Dilute combustion of gasoline in an internal combustion engine, using either air or recirculated exhaust gas, can enhance the thermal efficiency and decrease the production of oxides of Nitrogen (NOx). However, there is a limit to which an internal combustion engine may operate with a dilute mixture due to misfire and combustion instability resulting from a slow burn rate of the dilute mixture. Known methods to extend the dilution tolerance limit include: 1) improving the ignitability of the mixture by enhancing ignition and mixture preparation, 2) increasing the flame speed by introducing charge motion and turbulence, and 3) operating the engine in a controlled auto-ignition combustion mode.
The controlled auto-ignition process may be referred to as Homogeneous Charge Compression Ignition (HCCI). In this process, a charge mixture of combusted gases, air, and fuel is created and auto-ignition is initiated simultaneously from multiple ignition sites within the compressed charge mixture, thereby resulting in stable power output and high thermal efficiency. Since the combustion is highly dilute and uniformly distributed throughout the charge mixture, the temperature of the burnt gas is typically lower than that of a traditional spark ignited engine with a propagating flame front and a diesel engine with an attached diffusion flame. The reduced temperature of the burnt gas may result in reduced NOx emissions when operating in the HCCI mode.
Four stroke gasoline internal combustion engines may operate in a controlled auto-ignition combustion mode by employing various valve opening and closing strategies. By altering the operating characteristics of the exhaust valves and/or the intake valves, a high proportion of residual burnt gases or products of combustion may be retained within the cylinder of the internal combustion engine to provide favorable conditions to auto-ignite a highly dilute charge mixture. The range of engine speed and load over which controlled auto-ignition combustion can occur may be expanded by employing various valve operating strategies, thereby obviating the need to increase the compression ratio of the spark ignited internal combustion engine.

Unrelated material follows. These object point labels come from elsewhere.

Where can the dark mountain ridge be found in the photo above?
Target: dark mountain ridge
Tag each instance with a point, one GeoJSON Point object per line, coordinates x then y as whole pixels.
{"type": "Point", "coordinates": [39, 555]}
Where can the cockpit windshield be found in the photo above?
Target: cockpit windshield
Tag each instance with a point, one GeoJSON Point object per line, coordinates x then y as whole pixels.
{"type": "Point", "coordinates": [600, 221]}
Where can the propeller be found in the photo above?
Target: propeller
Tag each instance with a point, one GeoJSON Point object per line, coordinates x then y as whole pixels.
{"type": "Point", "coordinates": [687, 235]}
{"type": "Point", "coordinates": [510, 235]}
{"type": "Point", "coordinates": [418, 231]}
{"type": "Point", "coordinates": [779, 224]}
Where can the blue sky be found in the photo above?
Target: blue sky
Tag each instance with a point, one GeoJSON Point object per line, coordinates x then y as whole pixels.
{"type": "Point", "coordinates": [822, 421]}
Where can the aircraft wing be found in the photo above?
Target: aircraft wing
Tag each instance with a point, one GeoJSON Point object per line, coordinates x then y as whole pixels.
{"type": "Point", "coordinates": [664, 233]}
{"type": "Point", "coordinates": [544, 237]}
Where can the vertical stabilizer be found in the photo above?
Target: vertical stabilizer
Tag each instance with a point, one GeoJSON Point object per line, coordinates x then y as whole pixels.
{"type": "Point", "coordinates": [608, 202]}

One such valve operating strategy is exhaust re-compression. In this mode of operation, the exhaust valve is closed earlier in the exhaust stroke than in a typical four-stroke internal combustion engine. Correspondingly, the intake valve is opened later than in a typical four stroke internal combustion engine. The early exhaust valve closing and late intake valve opening provides a negative valve overlap period where products of combustion become trapped within the engine's cylinder. These trapped products of combustion will mix with the inducted fuel and air charge mixture during the intake stroke of the engine, thereby promoting the auto-ignition process.

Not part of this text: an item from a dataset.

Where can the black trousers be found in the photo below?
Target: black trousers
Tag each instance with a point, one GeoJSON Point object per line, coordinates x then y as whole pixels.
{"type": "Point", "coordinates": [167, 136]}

Another valve strategy is exhaust re-breathing. In this mode, the exhaust valve is opened for a first period to allow combusted gasses to be expelled from the combustion chamber. Subsequently, the exhaust valve opens for a second period to allow products of combustion previously exhausted from the cylinder to be drawn back into the cylinder. By opening the exhaust valve twice during each four-stroke cycle of the internal combustion engine, the requisite conditions are created within the combustion chamber to support stable auto-ignition combustion.

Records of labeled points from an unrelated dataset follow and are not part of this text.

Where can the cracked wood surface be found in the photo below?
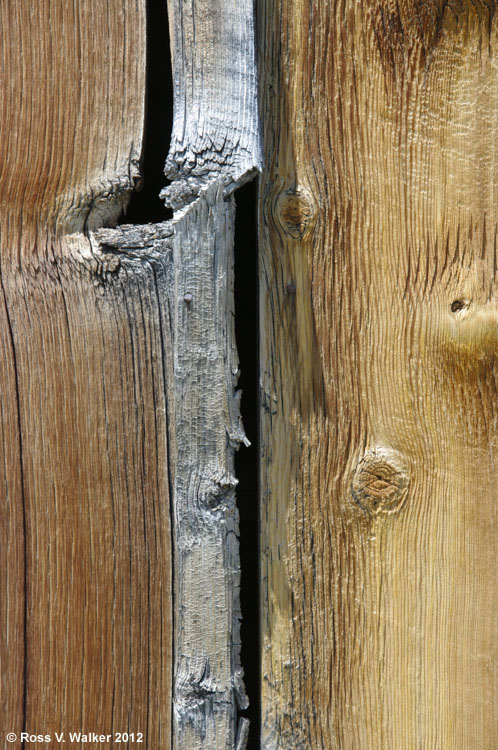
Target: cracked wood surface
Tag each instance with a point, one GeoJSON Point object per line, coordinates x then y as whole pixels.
{"type": "Point", "coordinates": [214, 148]}
{"type": "Point", "coordinates": [85, 361]}
{"type": "Point", "coordinates": [378, 374]}
{"type": "Point", "coordinates": [118, 376]}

Yet another valve strategy is a hybrid between exhaust re-compression and exhaust re-breathing. In this mode, the exhaust re-compression mode may be used when the engine is operating at a low engine load. For higher engine loads, the exhaust re-breathing strategy may be used. Additionally, by varying the exhaust valve lift and intake valve phasing, the spark-ignited engine may operate in a non-throttled load control mode (NTLC). In this mode, the intake valve phasing will vary the engine load by controlling the amount of air inducted into the cylinder. At the highest loads, the engine may operate in a traditional spark ignited fashion to enable maximum power density.
To enable the above-mentioned exhaust re-breathing valve strategy, the internal combustion engine may employ cam phasers, a two-step cam system, and a valve re-opening system.